As you may notice, the target is linux 64 bits with python 2.7.

from Cython.Distutils import build_ext
from setuptools import setup, find_packages
from setuptools.extension import Extension
from setuptools.command import bdist_egg
from setuptools.command.bdist_egg import  walk_egg, log 
import os

class my_bdist_egg(bdist_egg.bdist_egg):

    def zap_pyfiles(self):
        log.info("Removing .py files from temporary directory")
        for base, dirs, files in walk_egg(self.bdist_dir):
            for name in files:
                if not name.endswith('__init__.py'):
                    if name.endswith('.py') or name.endswith('.pyc'):
                        # original 'if' only has name.endswith('.py')
                        path = os.path.join(base, name)
                        log.info("Deleting %s",path)
                        os.unlink(path)

ext_modules=[
    Extension("mypack.mymod", ["mypack/mymod.py"]),
]

setup(
  name = 'mypack',
  cmdclass = {'build_ext': build_ext, 
              'bdist_egg': my_bdist_egg },
  ext_modules = ext_modules,
  version='0.0.1',
  description='This is mypack compiled lib',
  author='Myself',
  packages=['mypack'],
)

UPDATE. Following @Teyras answer, it was possible to build a wheel as requested in the answer. The setup.py file contents are:

import os
import shutil
from setuptools.extension import Extension
from setuptools import setup
from Cython.Build import cythonize
from Cython.Distutils import build_ext

class MyBuildExt(build_ext):
    def run(self):
        build_ext.run(self)
        build_dir = os.path.realpath(self.build_lib)
        root_dir = os.path.dirname(os.path.realpath(__file__))
        target_dir = build_dir if not self.inplace else root_dir
        self.copy_file('mypack/__init__.py', root_dir, target_dir)

    def copy_file(self, path, source_dir, destination_dir):
        if os.path.exists(os.path.join(source_dir, path)):
            shutil.copyfile(os.path.join(source_dir, path), 
                            os.path.join(destination_dir, path))


setup(
  name = 'mypack',
  cmdclass = {'build_ext': MyBuildExt},
  ext_modules = cythonize([Extension("mypack.*", ["mypack/*.py"])]),
  version='0.0.1',
  description='This is mypack compiled lib',
  author='Myself',
  packages=[],
  include_package_data=True )

The key point was to set packages=[],. The overwriting of the build_ext class run method was needed to get the __init__.py file inside the wheel.

Answer

nmgeek picture nmgeek · Mar 8, 2018

While packaging as a wheel is definitely what you want, the original question was about excluding .py source files from the package.
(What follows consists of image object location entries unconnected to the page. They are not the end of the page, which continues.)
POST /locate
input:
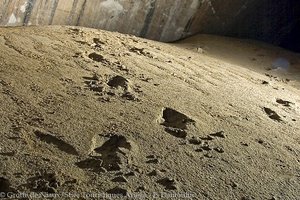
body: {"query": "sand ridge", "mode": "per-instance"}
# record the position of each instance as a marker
(89, 110)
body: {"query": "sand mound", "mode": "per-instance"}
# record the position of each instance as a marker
(85, 110)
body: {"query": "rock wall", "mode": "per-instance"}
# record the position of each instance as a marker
(164, 20)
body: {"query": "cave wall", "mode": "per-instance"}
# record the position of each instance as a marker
(273, 21)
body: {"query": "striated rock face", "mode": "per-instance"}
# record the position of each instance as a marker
(268, 20)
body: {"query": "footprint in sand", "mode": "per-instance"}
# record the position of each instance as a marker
(284, 102)
(115, 153)
(176, 123)
(56, 142)
(45, 182)
(168, 183)
(272, 114)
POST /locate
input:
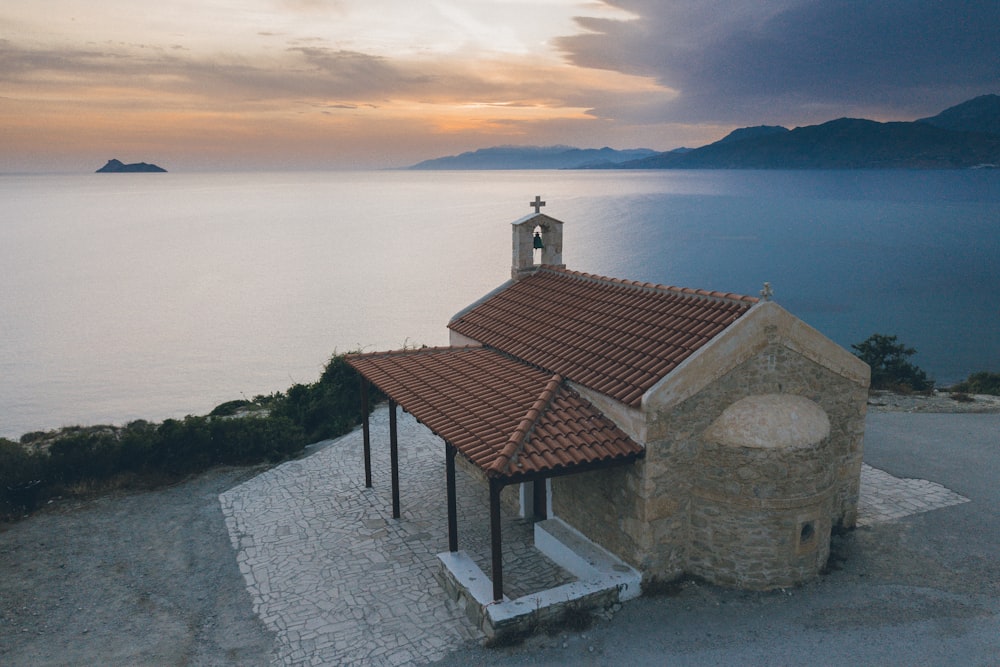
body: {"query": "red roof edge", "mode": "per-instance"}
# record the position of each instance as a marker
(653, 287)
(508, 454)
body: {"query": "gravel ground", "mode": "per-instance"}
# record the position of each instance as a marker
(146, 578)
(151, 579)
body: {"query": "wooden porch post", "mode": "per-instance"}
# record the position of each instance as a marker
(365, 411)
(394, 455)
(452, 502)
(496, 555)
(539, 500)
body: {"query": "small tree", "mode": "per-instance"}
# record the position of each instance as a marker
(890, 368)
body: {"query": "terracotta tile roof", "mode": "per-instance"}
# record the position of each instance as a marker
(614, 336)
(504, 416)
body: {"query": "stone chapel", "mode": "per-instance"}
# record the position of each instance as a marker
(684, 431)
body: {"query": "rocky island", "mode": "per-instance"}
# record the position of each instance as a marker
(118, 167)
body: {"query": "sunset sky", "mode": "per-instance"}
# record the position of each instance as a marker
(301, 84)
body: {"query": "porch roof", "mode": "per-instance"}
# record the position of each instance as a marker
(509, 419)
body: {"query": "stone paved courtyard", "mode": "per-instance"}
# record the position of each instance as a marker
(341, 582)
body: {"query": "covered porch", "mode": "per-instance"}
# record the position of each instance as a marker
(512, 422)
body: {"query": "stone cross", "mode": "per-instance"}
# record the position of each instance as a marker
(767, 292)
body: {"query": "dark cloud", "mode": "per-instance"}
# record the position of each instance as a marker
(800, 60)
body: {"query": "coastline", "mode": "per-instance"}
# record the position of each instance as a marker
(935, 402)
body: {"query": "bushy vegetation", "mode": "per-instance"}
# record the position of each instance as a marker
(983, 382)
(891, 368)
(267, 429)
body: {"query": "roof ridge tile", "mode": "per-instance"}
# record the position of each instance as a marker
(515, 443)
(649, 286)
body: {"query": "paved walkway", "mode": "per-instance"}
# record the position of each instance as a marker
(341, 582)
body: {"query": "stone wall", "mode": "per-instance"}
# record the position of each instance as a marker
(673, 513)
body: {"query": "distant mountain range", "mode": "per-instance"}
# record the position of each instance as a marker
(963, 136)
(537, 157)
(118, 167)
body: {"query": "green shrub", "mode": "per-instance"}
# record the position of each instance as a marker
(982, 382)
(229, 408)
(329, 407)
(88, 456)
(890, 368)
(20, 479)
(84, 455)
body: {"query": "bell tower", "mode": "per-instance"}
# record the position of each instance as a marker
(536, 231)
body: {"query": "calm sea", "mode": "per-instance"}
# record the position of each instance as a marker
(156, 295)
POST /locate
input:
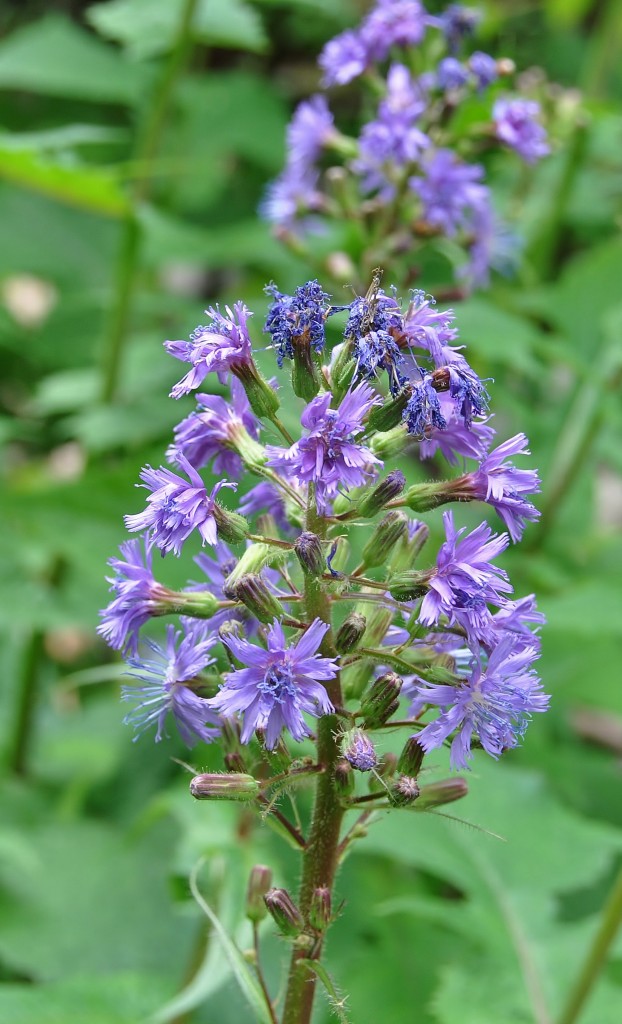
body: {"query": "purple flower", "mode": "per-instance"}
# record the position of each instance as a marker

This is addressed in Using Cython to protect a Python codebase by @Teyras, but his solution uses a hack: it removes the packages argument from the call to setup(). This prevents the build_py step from running which does, indeed, exclude the .py files but it also excludes any data files you want included in the package. (For example my package has a data file called VERSION which contains the package version number.) A better solution would be replacing the build_py setup command with a custom command which only copies the data files.

You also need the __init__.py file as described above. So the custom build_py command should create the __init_.py file. I found that the compiled __init__.so runs when the package is imported so all that is needed is an empty __init__.py file to tell Python that the directory is a module which is ok to import.

Your custom build_py class would look like:

import os
from setuptools.command.build_py import build_py

class CustomBuildPyCommand(build_py):
    def run(self):
        # package data files but not .py files
        build_py.build_package_data(self)
        # create empty __init__.py in target dirs
        for pdir in self.packages:
            open(os.path.join(self.build_lib, pdir, '__init__.py'), 'a').close()

And configure setup to override the original build_py command:

setup(
   ...
   cmdclass={'build_py': CustomBuildPyCommand},
)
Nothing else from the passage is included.